Satu benda yang hari ini menarik perhatian saya adalah catatan kecil, bagaimana saya bisa mencapai quuensway shopping center, tempat yang sebelumnya sudah pernah saya ceritakan disini, buat yang sebelumnya belum tahu apa itu queensway, mungkin bisa cek tulisan saya tentang queensway
Sebuah pusat belanja sepatu di pinggiran Singapura, yang menawarkan barang-barang bagus, dengan harga yang lebih murah dibanding dengan pertokoan kawasan Orchard, atau high-rise shopping center lainnya.

Saat berangkat dari Indonesia, saya nggak tahu sama sekali ada tempat semacam ini di Singapura, dan saya nggak berencana sama sekali buat mengunjungi tempat ini Saya memang suka melihat, atau beli produk-produk olahraga, ada sepatu bola, jersey bola dari team-team yang aneh, dan itu semua kesukaan saya, ada semua di Qway.

Perjumpaan saya dengan tempat ini di mulai dari in-flight magazine, majalah yang saya baca ketika penerbangan tandang ke Singapura. Ada sebuah artikel khusus yang membahas mengenai tempat-tempat macam ini di Singapura, dan salah satunya Qway Shopping center. "A best place to get sports branded stuff in cheap price" Maka setelah membaca uraian singkat itu saya mencatat di buku kecil saya, Queensway Shop Ctr. Buat saya itu sebuah penemuan emas yang nggak terduga.

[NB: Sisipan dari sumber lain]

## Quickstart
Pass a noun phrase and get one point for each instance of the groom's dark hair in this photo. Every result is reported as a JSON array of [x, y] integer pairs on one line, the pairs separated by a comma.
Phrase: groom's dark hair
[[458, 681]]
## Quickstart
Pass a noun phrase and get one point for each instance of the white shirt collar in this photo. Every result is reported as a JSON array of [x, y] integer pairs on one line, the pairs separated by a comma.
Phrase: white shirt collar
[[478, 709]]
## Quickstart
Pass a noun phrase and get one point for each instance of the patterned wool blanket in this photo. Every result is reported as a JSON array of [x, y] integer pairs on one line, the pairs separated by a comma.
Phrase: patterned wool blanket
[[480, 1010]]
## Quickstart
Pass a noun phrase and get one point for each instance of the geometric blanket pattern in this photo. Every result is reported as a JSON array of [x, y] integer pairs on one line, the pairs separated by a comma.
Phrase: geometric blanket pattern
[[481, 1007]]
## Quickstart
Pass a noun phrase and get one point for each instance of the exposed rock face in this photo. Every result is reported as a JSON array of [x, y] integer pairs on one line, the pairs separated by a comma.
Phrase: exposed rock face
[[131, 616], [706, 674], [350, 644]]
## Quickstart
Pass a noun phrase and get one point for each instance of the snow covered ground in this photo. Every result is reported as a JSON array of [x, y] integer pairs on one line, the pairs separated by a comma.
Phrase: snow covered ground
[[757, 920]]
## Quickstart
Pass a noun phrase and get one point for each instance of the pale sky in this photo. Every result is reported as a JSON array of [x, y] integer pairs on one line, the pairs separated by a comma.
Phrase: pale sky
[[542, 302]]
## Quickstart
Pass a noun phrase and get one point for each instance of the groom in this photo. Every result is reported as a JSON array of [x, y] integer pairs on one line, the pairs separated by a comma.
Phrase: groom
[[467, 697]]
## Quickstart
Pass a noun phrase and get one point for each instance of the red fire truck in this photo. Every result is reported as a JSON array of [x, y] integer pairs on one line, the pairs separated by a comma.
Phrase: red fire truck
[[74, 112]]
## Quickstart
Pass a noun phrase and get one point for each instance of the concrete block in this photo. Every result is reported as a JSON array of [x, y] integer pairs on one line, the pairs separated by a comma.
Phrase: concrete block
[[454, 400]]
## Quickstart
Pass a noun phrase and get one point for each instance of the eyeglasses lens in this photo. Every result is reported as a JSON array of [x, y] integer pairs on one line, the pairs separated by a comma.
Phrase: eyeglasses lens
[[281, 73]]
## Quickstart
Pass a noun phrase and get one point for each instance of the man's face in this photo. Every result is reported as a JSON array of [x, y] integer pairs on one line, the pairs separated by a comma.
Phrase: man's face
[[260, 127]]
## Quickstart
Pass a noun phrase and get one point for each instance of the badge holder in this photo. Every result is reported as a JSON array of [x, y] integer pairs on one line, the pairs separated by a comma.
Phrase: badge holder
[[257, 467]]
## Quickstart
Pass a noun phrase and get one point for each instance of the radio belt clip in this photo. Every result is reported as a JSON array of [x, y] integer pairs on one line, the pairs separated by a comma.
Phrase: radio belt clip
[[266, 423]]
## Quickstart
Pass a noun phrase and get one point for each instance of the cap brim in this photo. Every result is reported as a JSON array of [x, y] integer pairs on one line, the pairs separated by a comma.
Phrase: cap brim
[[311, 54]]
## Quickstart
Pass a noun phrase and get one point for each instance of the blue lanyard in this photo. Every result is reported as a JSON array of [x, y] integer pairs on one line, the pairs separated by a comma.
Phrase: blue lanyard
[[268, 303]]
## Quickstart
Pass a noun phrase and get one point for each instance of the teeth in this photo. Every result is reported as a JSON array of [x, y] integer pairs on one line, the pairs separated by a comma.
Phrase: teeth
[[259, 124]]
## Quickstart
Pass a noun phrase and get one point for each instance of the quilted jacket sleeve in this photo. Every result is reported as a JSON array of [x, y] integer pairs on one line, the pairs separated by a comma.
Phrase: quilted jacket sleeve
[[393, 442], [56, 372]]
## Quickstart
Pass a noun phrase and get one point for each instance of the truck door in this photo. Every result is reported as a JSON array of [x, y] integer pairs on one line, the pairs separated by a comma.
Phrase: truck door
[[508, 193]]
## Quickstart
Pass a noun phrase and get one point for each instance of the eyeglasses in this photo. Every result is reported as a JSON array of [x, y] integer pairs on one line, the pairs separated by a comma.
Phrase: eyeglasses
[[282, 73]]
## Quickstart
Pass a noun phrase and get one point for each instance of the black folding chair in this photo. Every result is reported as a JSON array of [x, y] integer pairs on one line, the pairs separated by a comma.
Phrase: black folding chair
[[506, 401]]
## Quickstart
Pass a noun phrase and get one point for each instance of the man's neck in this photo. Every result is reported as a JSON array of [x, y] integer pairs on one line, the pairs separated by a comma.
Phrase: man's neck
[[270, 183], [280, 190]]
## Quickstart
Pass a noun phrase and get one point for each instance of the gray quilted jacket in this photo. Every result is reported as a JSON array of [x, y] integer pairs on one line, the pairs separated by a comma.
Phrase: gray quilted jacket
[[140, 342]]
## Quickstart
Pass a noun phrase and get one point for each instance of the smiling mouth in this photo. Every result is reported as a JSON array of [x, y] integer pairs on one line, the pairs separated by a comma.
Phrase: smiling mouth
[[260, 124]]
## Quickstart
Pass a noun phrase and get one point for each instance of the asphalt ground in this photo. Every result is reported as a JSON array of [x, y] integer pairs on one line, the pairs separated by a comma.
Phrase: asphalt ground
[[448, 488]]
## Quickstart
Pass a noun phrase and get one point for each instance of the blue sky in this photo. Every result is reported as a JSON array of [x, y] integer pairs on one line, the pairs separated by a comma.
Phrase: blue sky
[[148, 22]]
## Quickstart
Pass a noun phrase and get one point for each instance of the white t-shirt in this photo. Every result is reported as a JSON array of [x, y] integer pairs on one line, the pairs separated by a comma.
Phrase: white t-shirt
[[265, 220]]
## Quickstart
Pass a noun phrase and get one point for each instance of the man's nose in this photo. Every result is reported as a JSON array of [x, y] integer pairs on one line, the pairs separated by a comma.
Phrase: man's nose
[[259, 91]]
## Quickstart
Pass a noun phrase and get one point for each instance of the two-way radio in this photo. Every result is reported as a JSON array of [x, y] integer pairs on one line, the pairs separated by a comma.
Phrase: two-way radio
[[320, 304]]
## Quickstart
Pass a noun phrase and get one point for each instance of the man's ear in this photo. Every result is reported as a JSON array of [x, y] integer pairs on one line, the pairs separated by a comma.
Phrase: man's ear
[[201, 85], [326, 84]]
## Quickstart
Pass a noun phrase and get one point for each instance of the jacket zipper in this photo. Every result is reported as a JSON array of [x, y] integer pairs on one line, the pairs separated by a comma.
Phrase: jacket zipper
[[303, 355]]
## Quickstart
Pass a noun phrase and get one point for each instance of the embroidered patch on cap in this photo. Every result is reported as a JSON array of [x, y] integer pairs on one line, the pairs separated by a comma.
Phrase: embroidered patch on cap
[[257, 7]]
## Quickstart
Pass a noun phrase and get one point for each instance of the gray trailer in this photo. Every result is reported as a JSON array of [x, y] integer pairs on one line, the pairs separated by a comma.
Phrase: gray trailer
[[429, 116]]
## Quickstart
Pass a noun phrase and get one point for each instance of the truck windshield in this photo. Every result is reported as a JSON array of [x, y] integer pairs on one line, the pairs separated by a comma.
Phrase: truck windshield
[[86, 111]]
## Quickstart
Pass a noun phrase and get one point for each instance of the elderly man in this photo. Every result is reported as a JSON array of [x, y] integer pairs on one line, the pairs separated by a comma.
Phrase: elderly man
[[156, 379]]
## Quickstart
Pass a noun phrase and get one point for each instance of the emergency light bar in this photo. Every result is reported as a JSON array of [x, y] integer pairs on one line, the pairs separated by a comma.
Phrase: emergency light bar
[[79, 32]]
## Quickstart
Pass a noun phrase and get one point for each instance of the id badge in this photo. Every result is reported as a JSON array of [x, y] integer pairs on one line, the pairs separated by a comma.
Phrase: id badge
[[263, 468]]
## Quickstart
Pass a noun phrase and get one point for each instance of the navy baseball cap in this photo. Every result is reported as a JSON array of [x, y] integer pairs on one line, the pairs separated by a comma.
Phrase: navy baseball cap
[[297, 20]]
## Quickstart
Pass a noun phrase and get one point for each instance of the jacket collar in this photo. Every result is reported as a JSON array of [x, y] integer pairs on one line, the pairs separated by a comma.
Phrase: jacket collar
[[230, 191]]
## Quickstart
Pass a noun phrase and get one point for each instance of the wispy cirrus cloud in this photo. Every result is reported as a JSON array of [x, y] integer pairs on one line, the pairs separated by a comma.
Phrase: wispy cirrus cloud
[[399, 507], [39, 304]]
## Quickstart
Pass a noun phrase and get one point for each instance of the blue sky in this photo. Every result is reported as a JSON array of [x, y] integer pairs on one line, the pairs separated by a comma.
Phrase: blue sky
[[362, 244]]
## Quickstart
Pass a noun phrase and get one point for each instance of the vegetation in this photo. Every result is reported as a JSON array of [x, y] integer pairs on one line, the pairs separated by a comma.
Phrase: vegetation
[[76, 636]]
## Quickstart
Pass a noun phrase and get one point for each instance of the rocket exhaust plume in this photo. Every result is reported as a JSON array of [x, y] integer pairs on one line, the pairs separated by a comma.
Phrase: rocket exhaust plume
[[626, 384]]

Buat sampai ke sana kala itu kami mendapat petunjuk dari Singapore Tourism Board, yang sejujurnya masih saya ingat dan kenang dengan baik, karena keramahan mereka dan bantuan yang banyak diberikan ketika saya pergi kesana. Catatan Kecil yang saya temukan malam ini di meja, di tuliskan oleh pegawai STB, rute bus menuju queensway.

Sontak melihat catatan kecil itu malam ini, saya merasa aneh, kalau merefleksikan lagi apa yang kejadian setahun lalu, bagaimana saya menemukan queensway dengan cara yang aneh. Bagaimana menemukan sesuatu yang kita suka dengan cara yang nggak di duga.

Kadang hal-hal kayak gini nggak cuma kejadian dalam kasus menemukan tempat yang okesip begini, ini bisa kejadian atas apapun, kejadian kaget yang membuat simpul tawa manis saat mengingat gimana kita bisa dapet atau masuk dalam penemuan semacam ini.